Menu JTA Search

Widespread Terrorism in Polish Boycott of Jews Brewing Excesses

Charges of widespread terrorism accompanying a nation-wide anti-Jewish boycott were placed before the Minister of Interior today by a delegation representing the Jewish Small Traders’ Association.

The delegation, declaring pickets patrolling in front of Jewish stores provoke fights, warned that serious excesses were brewing.

Deputy Emil Sommerstein at the same time submitted a memorandum to the Minister in which he charged that uniformed Endeks pompously station themselves before Jewish shops, force their closing and ignore the police.

Nationalist students in Lwow, hotbed of the student anti-Semitic movement, are participating in the picketing, Mr. Sommerstein charged, and are molesting persons entering Jewish stores.
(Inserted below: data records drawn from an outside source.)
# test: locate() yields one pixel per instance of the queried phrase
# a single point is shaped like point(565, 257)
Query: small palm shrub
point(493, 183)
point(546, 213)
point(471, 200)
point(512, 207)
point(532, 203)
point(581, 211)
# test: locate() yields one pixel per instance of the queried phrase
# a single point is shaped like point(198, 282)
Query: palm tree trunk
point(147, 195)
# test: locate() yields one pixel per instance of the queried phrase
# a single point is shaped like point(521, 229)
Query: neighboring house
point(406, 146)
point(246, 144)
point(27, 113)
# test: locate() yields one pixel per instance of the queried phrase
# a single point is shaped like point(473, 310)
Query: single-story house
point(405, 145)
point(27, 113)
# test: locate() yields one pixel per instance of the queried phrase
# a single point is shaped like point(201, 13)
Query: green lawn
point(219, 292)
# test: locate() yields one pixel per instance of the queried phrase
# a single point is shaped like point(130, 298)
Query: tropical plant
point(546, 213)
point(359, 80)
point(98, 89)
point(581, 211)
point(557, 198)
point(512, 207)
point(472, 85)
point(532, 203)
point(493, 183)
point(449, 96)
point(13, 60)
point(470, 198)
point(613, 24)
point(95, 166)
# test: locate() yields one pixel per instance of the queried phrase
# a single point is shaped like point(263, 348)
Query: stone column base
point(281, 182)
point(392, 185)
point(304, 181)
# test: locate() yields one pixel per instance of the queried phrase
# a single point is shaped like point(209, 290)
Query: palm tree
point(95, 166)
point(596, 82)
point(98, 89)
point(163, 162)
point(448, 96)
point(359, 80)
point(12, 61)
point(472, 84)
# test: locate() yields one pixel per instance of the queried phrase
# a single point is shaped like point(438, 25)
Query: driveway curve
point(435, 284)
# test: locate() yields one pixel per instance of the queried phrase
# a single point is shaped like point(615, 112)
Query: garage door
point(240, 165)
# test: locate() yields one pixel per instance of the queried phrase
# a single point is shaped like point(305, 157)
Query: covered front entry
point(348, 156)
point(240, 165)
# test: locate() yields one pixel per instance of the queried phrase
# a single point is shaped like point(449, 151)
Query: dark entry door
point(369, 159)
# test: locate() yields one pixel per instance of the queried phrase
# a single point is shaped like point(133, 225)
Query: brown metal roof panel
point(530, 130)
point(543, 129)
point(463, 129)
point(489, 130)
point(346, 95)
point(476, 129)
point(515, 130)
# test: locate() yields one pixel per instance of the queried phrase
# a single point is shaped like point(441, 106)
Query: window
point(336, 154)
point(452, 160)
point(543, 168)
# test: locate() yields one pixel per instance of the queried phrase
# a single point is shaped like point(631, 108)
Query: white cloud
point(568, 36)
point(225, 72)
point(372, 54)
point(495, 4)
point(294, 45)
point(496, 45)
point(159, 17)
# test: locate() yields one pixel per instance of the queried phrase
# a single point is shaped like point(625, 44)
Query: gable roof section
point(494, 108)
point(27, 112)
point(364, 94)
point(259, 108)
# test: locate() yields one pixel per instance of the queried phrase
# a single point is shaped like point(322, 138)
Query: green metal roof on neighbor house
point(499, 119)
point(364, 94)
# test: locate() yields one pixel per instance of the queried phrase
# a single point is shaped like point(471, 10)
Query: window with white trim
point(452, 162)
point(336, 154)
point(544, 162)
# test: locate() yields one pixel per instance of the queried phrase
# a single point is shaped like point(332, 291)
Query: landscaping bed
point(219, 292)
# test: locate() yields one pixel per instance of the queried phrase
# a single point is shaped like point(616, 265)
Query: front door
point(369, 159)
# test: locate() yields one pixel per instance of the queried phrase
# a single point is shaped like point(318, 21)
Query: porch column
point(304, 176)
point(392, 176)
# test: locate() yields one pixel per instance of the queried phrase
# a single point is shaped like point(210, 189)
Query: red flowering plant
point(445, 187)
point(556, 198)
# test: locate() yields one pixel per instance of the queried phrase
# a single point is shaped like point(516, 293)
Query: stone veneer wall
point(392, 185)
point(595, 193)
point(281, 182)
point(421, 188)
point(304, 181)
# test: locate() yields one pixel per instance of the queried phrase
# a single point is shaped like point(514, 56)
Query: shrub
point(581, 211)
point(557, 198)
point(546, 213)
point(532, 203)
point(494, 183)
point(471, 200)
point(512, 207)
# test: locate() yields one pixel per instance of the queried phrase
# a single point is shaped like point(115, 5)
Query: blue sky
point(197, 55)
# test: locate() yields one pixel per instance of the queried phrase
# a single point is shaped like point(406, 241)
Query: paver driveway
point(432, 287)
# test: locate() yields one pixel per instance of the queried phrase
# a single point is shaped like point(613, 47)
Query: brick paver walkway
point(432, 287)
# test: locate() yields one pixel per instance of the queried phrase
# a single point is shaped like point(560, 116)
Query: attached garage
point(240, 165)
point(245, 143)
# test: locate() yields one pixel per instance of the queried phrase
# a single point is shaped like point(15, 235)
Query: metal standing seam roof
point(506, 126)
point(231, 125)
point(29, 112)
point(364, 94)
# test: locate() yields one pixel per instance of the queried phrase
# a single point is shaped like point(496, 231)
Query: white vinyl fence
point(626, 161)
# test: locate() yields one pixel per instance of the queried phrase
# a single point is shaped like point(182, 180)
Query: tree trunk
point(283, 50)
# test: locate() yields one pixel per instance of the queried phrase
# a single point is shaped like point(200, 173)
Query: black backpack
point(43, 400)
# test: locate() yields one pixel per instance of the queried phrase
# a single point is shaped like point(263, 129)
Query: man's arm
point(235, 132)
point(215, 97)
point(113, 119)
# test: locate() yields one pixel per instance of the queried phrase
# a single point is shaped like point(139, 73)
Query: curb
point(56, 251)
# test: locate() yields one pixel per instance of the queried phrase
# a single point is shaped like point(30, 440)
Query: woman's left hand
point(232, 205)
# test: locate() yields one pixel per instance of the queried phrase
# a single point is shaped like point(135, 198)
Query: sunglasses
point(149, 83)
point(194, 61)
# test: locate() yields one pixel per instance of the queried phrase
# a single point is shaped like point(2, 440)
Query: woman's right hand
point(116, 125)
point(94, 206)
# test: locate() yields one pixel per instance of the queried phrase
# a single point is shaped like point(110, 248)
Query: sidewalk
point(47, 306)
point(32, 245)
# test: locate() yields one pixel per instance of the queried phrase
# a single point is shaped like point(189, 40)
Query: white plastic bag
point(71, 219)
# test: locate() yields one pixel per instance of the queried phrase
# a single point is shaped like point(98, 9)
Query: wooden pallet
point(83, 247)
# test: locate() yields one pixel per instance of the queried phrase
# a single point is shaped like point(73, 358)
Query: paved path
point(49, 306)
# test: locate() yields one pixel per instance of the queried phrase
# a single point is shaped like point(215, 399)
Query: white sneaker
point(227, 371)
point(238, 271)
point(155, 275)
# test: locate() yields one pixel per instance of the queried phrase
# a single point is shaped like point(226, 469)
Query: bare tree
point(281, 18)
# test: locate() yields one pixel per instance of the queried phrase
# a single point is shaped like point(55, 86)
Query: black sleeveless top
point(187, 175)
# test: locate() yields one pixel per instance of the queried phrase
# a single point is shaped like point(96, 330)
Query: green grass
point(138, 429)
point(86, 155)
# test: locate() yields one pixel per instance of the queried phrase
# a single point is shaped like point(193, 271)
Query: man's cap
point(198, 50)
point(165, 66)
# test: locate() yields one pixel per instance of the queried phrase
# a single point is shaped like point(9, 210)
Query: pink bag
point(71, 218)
He said students are driving trucks flaunting boycott posters through the city streets.

Meanwhile, Jews complained to police in Wilno of a pre-Christmas boycott drive being waged against them and were told that “the boycott is legal.” Boycott propaganda was also being spread in Warsaw and various parts of Silesia.

3 WOUNDED IN RIOT AT FAIR

Three Jews were injured, many were beaten and twenty Jewish wagons were demolished at a fair in Ciechanowiec near Bialystok.

A number of Jewish stalls were demolished and windows of Jews’ houses broken today by Endeks in Reoznice near Lodz.

Nationalist deputies, in violent anti-Semitic speeches last night in the Sejm (lower Parliamentary house), criticized the Government for keeping Jews in the diplomatic service, even those long since converted, and demanded elimination of Jews from commerce and industry.

In reply, Deputy Leib Minzberg asked Premier Skladkowski whether the Government intended to end anti-Jewish attacks. He charged that the law restricting kosher slaughtering, which goes into effect on Jan. 1, deprives 20,000 Jews of their livelihood.

“First the Jews are ousted from their livelihoods and then it is argued that the Jews become a burden,” he asserted.

Premier Skladkowski responded that the Government sought to secure peace for everybody, including the Jews, that rioters could not remain unpunished and were being combatted by the police and the courts.

Trial of 31 Naras, members of the outlawed anti-Semitic National Radical Party, on charges of anti-Jewish excesses at Vishomki last August, opened today in a Lomza court.